Motor racing star David Coulthard helped launch the campaign at the Houses of Parliament.

Carlisle MP Eric Martlew is sponsoring a Bill, which if made law, will require all cyclists aged under 16 to wear a protective helmet.

Olympic medallist cyclist Jason Queally is also backing the move.

The Bill is being introduced in the House of Commons in April.

Coulthard, who is patron of the Bicycle Helmet Initiative Trust, posed with a group of child cyclists at Westminster, having just flown in from Singapore after coming sixth in the Malaysian Grand Prix.

He said: "I encourage all children to wear a cycling helmet for their own safety.

"I personally wear a helmet because I am well aware of the risks and how vulnerable the head is.

'Seriously injured'

"Children are not aware of these risks and it's our responsibility to protect them."

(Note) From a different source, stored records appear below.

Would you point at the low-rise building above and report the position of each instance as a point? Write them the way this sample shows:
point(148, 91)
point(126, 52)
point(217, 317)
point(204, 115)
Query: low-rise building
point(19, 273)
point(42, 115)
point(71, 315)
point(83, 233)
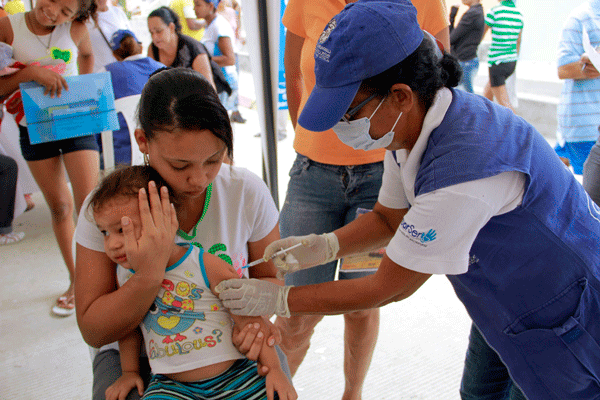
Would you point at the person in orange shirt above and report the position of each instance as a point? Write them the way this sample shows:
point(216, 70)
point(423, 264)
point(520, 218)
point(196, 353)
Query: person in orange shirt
point(329, 182)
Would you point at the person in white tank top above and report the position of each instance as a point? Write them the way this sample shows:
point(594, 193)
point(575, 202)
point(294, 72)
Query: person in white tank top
point(54, 32)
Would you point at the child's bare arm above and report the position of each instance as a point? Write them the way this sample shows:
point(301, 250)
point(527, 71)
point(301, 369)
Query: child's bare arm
point(129, 348)
point(217, 270)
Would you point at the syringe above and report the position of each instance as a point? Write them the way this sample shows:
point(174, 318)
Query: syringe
point(282, 251)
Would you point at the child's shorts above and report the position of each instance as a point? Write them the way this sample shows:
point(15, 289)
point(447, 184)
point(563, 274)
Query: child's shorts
point(499, 73)
point(240, 381)
point(43, 151)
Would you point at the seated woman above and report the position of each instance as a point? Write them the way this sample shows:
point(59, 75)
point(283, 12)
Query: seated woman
point(129, 75)
point(174, 49)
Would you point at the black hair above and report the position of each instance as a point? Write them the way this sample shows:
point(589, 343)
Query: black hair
point(422, 71)
point(126, 181)
point(128, 47)
point(181, 99)
point(167, 15)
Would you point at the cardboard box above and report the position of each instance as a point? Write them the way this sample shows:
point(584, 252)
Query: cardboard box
point(88, 107)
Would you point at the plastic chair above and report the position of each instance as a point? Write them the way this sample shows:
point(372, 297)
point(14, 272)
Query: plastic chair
point(127, 106)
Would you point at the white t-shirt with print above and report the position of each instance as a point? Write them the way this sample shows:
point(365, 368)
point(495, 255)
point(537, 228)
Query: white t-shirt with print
point(440, 227)
point(240, 210)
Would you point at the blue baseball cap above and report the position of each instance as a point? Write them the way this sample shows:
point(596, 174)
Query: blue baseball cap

Carlisle Labour MP Mr Martlew, who is sponsoring the Protective Headgear for Young Cyclists Bill, was also at the launch.

Statistics show child cyclists are nearly four times more at risk on the roads than adult cyclists.

Child cyclists account for only 6.6% of the total number of cyclists, but annual statistics for 2002 showed that of 133 cyclist deaths, 28 involved children.

Mr Martlew said: "These figures show that we need to act to increase safety for young cyclists."

He said he wanted to see the Bill reduce the number of children killed or seriously injured due to accidents when cycling without protective headgear.

A team from Imperial College London has found that the number of serious head injuries among cyclists of all ages fell as a result of increasing helmet use.